Il ghiaccio galleggiante copre più di 19 milioni di km 2 dei mari intorno all’Antartide e 15 milioni di km 2 dell’Oceano Artico durante l’inverno. Sotto forse la palla di neve più estrema della Terra, durata da 50 a 60 milioni di anni durante il periodo criogenico (da 720 a 635 milioni di anni fa), si ritiene che il mondo intero (510 milioni di km²) sia stato sepolto nel ghiaccio di circa un chilometro di spessore, ma ci sono alcune prove che questo ghiaccio fosse abbastanza sottile all’equatore da consentire alle alghe marine di sopravvivere.”
“Il fatto che ci sia questa enorme differenza nei tempi dell’alba della vita animale tra la documentazione fossile conosciuta e gli orologi molecolari significa che ci sono enormi incertezze su come e dove si sono evoluti gli animali”, afferma la coautrice Dr Emily Mitchell, paleontologa ed ecologista all’Università di Cambridge. “Ma se gli animali si fossero evoluti prima o durante queste ere glaciali globali, avrebbero dovuto fare i conti con pressioni ambientali estreme, ma che potrebbero aver contribuito a costringere la vita a diventare più complessa per sopravvivere”.
“Proprio come in Antartide durante l’ultimo massimo glaciale (33-14 mila anni fa), l’enorme quantità di ghiaccio in avanzamento avrebbe rastrellato le secche, rendendole inospitali alla vita, distruggendo le prove fossili e costringendo le creature a entrare nel mare profondo.
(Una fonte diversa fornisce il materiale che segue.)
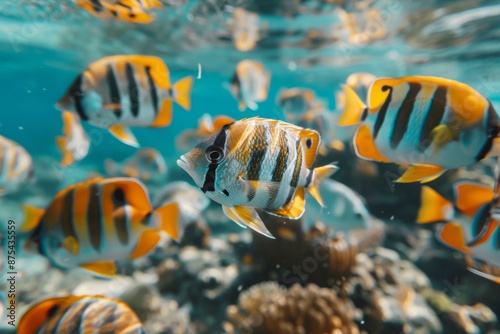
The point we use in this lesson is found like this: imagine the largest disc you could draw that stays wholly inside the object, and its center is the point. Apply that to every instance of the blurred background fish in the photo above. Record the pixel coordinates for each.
(74, 144)
(16, 166)
(80, 314)
(146, 164)
(250, 84)
(121, 91)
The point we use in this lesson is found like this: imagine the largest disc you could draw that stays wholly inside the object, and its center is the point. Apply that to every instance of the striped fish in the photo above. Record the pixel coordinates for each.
(250, 84)
(257, 163)
(121, 91)
(134, 11)
(75, 143)
(79, 315)
(477, 238)
(16, 166)
(146, 164)
(94, 223)
(430, 123)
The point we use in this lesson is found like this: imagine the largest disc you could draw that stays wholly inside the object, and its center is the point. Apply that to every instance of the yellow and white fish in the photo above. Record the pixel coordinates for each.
(134, 11)
(245, 29)
(79, 315)
(250, 84)
(432, 124)
(258, 163)
(16, 166)
(207, 125)
(146, 164)
(75, 143)
(121, 91)
(298, 103)
(472, 230)
(95, 223)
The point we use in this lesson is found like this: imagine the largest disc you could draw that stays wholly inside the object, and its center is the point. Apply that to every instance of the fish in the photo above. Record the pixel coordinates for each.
(133, 11)
(94, 223)
(16, 167)
(75, 143)
(126, 90)
(245, 29)
(344, 210)
(258, 163)
(250, 84)
(471, 227)
(430, 123)
(207, 125)
(146, 164)
(80, 314)
(192, 202)
(298, 103)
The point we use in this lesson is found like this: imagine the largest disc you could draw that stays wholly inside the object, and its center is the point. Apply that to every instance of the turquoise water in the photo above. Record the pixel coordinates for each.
(44, 45)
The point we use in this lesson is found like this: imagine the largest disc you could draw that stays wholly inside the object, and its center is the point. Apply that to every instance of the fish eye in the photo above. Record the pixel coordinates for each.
(214, 154)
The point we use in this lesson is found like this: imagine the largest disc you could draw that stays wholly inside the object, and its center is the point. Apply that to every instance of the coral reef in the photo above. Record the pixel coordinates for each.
(269, 308)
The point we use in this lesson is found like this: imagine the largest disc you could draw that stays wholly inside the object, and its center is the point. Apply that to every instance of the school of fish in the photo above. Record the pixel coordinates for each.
(248, 165)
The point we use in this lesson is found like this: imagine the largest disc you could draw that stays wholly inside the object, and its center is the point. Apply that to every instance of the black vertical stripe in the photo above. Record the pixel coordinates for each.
(120, 219)
(94, 217)
(132, 89)
(76, 92)
(434, 117)
(298, 165)
(492, 128)
(220, 141)
(280, 166)
(383, 111)
(152, 90)
(114, 92)
(404, 113)
(67, 217)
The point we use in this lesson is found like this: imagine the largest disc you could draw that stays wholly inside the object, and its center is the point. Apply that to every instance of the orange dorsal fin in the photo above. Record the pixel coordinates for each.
(104, 268)
(364, 145)
(433, 207)
(147, 242)
(310, 141)
(471, 196)
(421, 173)
(182, 89)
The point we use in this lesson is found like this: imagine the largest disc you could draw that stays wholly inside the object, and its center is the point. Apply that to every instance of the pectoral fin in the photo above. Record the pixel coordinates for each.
(147, 242)
(421, 173)
(105, 268)
(124, 135)
(295, 208)
(248, 217)
(364, 145)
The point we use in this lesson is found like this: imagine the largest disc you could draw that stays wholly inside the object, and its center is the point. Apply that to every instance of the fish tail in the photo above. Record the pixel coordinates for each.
(182, 90)
(354, 109)
(32, 218)
(320, 173)
(433, 207)
(169, 219)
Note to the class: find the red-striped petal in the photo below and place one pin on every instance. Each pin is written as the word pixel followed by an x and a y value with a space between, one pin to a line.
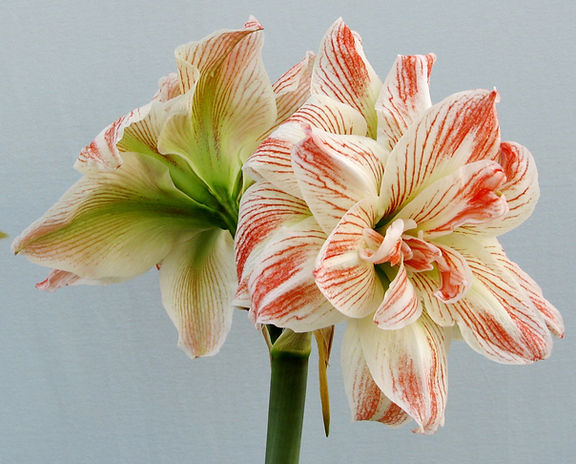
pixel 401 305
pixel 461 129
pixel 263 210
pixel 197 280
pixel 467 196
pixel 497 317
pixel 520 189
pixel 404 97
pixel 335 172
pixel 349 282
pixel 342 72
pixel 281 286
pixel 366 400
pixel 292 89
pixel 409 366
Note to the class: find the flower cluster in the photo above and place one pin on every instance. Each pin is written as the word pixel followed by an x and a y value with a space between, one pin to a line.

Le possibilità di trovare fossili di questi tempi meno probabili e aree riparate e il mare profondo i luoghi più sicuri per l’evoluzione della vita”.
Il dottor Rowan Whittle, paleontologo polare presso BAS e coautore dello studio, afferma:
“I paleontologi spesso guardano al passato per dirci come potrebbero essere i cambiamenti climatici futuri, ma in questo caso stavamo guardando agli habitat più freddi ed estremi del pianeta per aiutarci a capire le condizioni che i primi animali avrebbero potuto affrontare e come le moderne creature polari prosperano sotto questi estremi”.